Clinical features of the patients.

ER, estrogen receptor; HER-2, human epidermal growth factor receptor-2; NLR, neutrophil-to-lymphocyte ratio; PR, progesterone receptor; SLN+, sentinel lymph node with metastasis; SLN−, sentinel lymph node without metastasis.

3.2 MG images segmentation and feature selection

185 CC views and 183 MLO views from 400 images of 200 patients were accurately segmented, with an accuracy of 92.5% for the CC set and 91.5% for the MLO set, respectively.

The kappa values for conventional semantic features of MG by two radiologists were all >0.80.

We implemented an independent feature selection approach for each feature set within the training set. After feature selection, the features of the single-modal models and the pre-fusion models are shown in Supplementary Table 1. For the Clinical model in the single-modal models, the features diameter, shape, margin, and MG_reported_LN and were selected.

3.3 Model construction and performance

Three single-modal models were built based on the selected features. The AUC of these models (Clinical model, Rad model, and DL model) were 0.797, 0.834, and 0.744 in the training set and 0.732, 0.793 and 0.726 in the internal validation set (Table 2; Supplementary Table 2). Second, the selected pre-fusion features were used to build the pre-fusion models: Clinical+Rad, Clinical+DL, and Clinical+Rad+DL. Among these pre-fusion models, the Clinical+Rad+DL model achieved the best performance with an AUC, accuracy, sensitivity and specificity of 0.873, 0.847, 0.768 and 0.878, respectively, in the training set and 0.776, 0.701, 0.791 and 0.667, respectively, in the internal validation set (Table 2; Figure 3).
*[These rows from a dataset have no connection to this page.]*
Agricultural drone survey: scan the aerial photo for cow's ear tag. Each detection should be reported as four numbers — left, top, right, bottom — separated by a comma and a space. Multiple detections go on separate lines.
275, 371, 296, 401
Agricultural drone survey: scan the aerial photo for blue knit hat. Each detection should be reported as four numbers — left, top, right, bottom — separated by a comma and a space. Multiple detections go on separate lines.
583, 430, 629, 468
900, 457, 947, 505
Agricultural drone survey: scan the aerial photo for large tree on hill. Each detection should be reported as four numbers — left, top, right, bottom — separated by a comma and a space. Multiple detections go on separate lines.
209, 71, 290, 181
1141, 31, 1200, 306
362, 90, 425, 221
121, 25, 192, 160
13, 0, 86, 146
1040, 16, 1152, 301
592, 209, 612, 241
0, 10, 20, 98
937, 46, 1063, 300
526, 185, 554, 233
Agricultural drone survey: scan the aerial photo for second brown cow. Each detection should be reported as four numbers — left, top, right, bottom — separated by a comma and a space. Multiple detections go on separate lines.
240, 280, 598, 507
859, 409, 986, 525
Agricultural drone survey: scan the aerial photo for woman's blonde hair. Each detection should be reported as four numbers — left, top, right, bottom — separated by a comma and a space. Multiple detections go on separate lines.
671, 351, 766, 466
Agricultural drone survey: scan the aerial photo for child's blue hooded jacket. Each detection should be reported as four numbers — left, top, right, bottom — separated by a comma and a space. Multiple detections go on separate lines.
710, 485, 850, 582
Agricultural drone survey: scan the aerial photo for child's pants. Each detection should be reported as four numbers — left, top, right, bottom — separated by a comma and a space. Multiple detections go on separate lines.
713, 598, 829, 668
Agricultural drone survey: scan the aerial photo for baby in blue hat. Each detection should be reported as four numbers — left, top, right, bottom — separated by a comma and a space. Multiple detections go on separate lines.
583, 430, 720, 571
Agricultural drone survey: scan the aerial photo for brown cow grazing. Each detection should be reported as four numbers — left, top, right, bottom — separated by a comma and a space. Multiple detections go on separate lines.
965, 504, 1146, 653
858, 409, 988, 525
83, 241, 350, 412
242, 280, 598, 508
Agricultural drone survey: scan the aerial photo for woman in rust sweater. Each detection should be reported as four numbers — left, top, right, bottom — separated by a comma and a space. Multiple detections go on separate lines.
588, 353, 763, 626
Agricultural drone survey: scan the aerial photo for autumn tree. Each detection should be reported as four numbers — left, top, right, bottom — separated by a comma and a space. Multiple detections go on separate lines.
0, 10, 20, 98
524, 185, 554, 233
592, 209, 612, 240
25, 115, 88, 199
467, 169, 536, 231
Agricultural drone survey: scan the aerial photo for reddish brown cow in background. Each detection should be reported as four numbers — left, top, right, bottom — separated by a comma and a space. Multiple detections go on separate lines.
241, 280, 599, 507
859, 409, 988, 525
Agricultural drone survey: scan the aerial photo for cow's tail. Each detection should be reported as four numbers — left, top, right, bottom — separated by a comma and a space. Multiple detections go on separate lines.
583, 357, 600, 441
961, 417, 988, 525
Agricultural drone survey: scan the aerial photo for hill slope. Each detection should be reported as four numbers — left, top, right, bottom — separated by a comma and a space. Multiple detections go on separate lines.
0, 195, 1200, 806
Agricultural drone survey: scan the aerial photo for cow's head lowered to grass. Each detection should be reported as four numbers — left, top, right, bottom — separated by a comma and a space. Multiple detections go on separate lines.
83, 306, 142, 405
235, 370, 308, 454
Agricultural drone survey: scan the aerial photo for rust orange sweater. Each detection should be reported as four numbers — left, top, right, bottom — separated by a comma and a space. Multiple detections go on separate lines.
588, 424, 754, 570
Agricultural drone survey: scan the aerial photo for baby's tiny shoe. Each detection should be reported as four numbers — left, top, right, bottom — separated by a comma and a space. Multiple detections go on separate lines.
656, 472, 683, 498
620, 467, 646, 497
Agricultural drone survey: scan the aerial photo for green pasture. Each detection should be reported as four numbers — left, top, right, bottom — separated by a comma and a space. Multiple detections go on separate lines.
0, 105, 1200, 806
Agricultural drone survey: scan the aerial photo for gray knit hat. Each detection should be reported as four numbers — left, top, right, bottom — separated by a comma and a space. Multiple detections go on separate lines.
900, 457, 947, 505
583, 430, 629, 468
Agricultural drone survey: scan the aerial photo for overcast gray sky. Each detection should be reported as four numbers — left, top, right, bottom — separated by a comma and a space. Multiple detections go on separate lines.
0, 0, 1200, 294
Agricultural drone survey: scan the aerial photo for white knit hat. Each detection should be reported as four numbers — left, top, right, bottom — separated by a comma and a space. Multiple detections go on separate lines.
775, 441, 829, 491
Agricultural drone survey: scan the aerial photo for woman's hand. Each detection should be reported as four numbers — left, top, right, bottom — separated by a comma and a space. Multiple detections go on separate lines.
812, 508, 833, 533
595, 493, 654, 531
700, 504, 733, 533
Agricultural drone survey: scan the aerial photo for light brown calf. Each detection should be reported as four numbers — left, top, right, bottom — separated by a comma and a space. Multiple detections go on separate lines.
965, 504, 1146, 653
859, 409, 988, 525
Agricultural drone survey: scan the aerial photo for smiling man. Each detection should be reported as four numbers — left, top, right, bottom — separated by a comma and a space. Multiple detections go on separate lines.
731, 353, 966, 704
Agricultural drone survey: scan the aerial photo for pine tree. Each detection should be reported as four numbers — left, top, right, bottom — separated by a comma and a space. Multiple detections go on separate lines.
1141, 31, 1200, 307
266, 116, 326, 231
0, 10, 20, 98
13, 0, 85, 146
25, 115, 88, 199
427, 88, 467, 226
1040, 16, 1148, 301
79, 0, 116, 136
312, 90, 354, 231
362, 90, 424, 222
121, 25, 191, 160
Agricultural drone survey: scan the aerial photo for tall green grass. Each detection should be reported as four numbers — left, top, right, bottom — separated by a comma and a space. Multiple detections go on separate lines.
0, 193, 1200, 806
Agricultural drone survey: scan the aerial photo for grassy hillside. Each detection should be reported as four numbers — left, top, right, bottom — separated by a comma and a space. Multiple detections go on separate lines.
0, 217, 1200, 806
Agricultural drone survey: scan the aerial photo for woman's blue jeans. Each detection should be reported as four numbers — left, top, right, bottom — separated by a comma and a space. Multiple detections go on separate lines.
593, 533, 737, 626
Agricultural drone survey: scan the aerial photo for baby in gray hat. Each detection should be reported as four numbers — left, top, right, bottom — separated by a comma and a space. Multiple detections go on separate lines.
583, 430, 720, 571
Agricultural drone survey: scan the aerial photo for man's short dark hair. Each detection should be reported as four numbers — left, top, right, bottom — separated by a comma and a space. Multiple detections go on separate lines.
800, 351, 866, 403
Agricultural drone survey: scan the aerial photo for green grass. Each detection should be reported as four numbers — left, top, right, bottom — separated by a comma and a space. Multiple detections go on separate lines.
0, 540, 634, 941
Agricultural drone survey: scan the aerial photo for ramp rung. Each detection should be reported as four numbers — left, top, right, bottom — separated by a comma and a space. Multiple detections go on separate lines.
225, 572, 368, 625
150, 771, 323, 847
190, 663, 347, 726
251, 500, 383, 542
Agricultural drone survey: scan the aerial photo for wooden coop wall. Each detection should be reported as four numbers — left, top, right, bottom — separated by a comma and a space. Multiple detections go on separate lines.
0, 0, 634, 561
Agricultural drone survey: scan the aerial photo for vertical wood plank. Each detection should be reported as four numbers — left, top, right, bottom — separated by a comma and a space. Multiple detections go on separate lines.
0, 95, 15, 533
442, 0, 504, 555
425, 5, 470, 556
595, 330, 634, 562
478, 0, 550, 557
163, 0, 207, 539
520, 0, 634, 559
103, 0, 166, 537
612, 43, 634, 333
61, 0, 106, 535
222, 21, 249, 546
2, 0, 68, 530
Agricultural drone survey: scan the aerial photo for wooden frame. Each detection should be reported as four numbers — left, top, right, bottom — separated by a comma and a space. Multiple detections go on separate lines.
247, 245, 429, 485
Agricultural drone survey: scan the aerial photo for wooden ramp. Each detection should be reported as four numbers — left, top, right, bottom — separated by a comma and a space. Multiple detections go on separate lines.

Finally, the prediction probabilities of the three single-modal models were further fused using SVM to build post-fusion models. The prediction probabilities of the Clinical model and the Rad model were fused to construct the post-fusion model Clinical+Rad; the prediction probabilities of the Clinical model and the DL model were combined to construct the post-fusion model Clinical+DL; and the prediction probabilities of the Clinical model, the Rad model, and the DL model were integrated to develop the post-fusion model Clinical+Rad+DL.

Table 2

Cohort	Model	AUC (95%CI)	Accuracy	Sensitivity	Specificity
Training set	Clinical model	0.797 (0.741–0.852)	0.793	0.571	0.878
	Pre-fusion model
	Clinical+Rad	0.853 (0.805–0.902)	0.852	0.75	0.891
	Clinical+DL	0.849 (0.800–0.898)	0.833	0.679	0.891
	Clinical+Rad+DL	0.873 (0.827–0.919)	0.847	0.768	0.878
	Post-fusion model
	Clinical+Rad	0.854 (0.806–0.903)	0.828	0.696	0.878
	Clinical+DL	0.827 (0.774–0.879)	0.852	0.554	0.966
	Clinical+Rad+DL	0.881 (0.836–0.925)	0.833	0.804	0.844
Internal validation set	Clinical model	0.732 (0.639–0.825)	0.816	0.5	0.937
	Pre-fusion model
	Clinical+Rad	0.762 (0.672–0.851)	0.805	0.625	0.873
	Clinical+DL	0.74 (0.648–0.832)	0.667	0.792	0.619
	Clinical+Rad+DL	0.776 (0.688–0.863)	0.701	0.791	0.667
	Post-fusion model
	Clinical+Rad	0.78 (0.693–0.867)	0.759	0.833	0.73
	Clinical+DL	0.776 (0.688–0.863)	0.851	0.542	0.968
	Clinical+Rad+DL	0.845 (0.769–0.921)	0.782	0.875	0.746
Test set	Post-fusion model
Test set	Clinical+Rad+DL	0.825 (0.812–0.932)	0.862	0.779	0.883

Performance of the different models in training set and validation set.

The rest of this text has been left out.